History and Culture Reading

What Is a National Park? | A2 ESL Culture Reading Passage

Rose Reading Lab 2026. 6. 29. 00:54

Use this A2-B1 ESL culture reading passage to learn what a national park is. It includes key vocabulary, reading comprehension questions, and answers for English learners.

Educational illustration of a national park with mountains, trees, wildlife, and visitors on a trail
A national park protects special land, plants, animals, and natural places.

Reading Level

A2-B1

Word Count

236 words

Reading Passage

A national park is a special area of land. A country chooses this land because it is important, beautiful, or full of nature.

National parks help protect mountains, forests, rivers, lakes, deserts, and other natural places. They also protect plants and wildlife. This means animals can have safer places to live.

People can visit many national parks. A visitor may hike, take photos, watch animals, camp, or learn about nature. Many parks have signs, maps, and visitor centers.

A trail helps people explore the park without hurting plants or getting lost. Trails can be short and easy, or long and difficult.

National parks also have rules. Visitors may need to stay on trails, keep the park clean, and watch animals from far away. These rules help keep both people and nature safe.

Some national parks protect history too. They may have old buildings, special rocks, or places important to a country's story.

A national park is a place where people can enjoy nature and learn from it. It also helps protect special places for the future.

Infographic explaining protected land, wildlife, trails, visitors, and park rules
National parks protect nature and give visitors safe ways to enjoy it.

Key Vocabulary

Word Meaning Example
national park protected land kept for nature, history, or public use We visited a national park.
protect to keep something safe Parks protect forests and animals.
wildlife animals that live in nature Wildlife lives in the park.
trail a path for walking The trail went through the trees.
visitor a person who goes to a place Each visitor should follow park rules.
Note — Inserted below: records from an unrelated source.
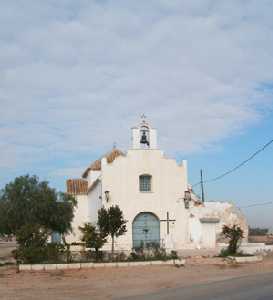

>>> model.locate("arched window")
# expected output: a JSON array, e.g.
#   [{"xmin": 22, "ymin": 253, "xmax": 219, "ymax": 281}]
[{"xmin": 139, "ymin": 174, "xmax": 152, "ymax": 192}]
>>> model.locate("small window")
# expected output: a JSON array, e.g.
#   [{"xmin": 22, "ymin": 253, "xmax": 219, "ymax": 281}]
[{"xmin": 139, "ymin": 175, "xmax": 152, "ymax": 192}]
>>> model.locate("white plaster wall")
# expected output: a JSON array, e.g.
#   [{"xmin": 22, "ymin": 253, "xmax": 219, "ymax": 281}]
[
  {"xmin": 87, "ymin": 170, "xmax": 101, "ymax": 186},
  {"xmin": 189, "ymin": 202, "xmax": 248, "ymax": 248},
  {"xmin": 201, "ymin": 223, "xmax": 216, "ymax": 249},
  {"xmin": 88, "ymin": 182, "xmax": 102, "ymax": 225},
  {"xmin": 66, "ymin": 195, "xmax": 89, "ymax": 243},
  {"xmin": 99, "ymin": 149, "xmax": 189, "ymax": 250}
]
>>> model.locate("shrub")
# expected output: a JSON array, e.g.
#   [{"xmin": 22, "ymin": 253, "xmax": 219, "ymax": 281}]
[{"xmin": 223, "ymin": 225, "xmax": 244, "ymax": 255}]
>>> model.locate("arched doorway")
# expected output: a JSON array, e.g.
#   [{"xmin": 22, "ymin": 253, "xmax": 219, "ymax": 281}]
[{"xmin": 133, "ymin": 212, "xmax": 160, "ymax": 248}]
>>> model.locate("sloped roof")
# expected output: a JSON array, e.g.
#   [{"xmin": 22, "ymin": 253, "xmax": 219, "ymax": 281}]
[
  {"xmin": 66, "ymin": 179, "xmax": 88, "ymax": 195},
  {"xmin": 82, "ymin": 148, "xmax": 125, "ymax": 178}
]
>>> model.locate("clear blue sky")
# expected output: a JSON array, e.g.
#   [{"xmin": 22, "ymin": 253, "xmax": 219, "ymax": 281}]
[{"xmin": 0, "ymin": 0, "xmax": 273, "ymax": 226}]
Reading Comprehension Questions

  1. What is a national park?
  2. What natural places can national parks protect?
  3. What can visitors do in many parks?
  4. Why are trails useful?
  5. Why do national parks have rules?

Answers

  1. It is protected land kept for nature, history, or public use.
  2. They can protect mountains, forests, rivers, lakes, deserts, and more.
  3. Visitors can hike, take photos, watch animals, camp, or learn.
  4. Trails help people explore without hurting plants or getting lost.
  5. Rules help keep people and nature safe.

Short Summary

A national park is protected land where people can enjoy and learn about nature. Parks also protect plants, animals, special places, and history.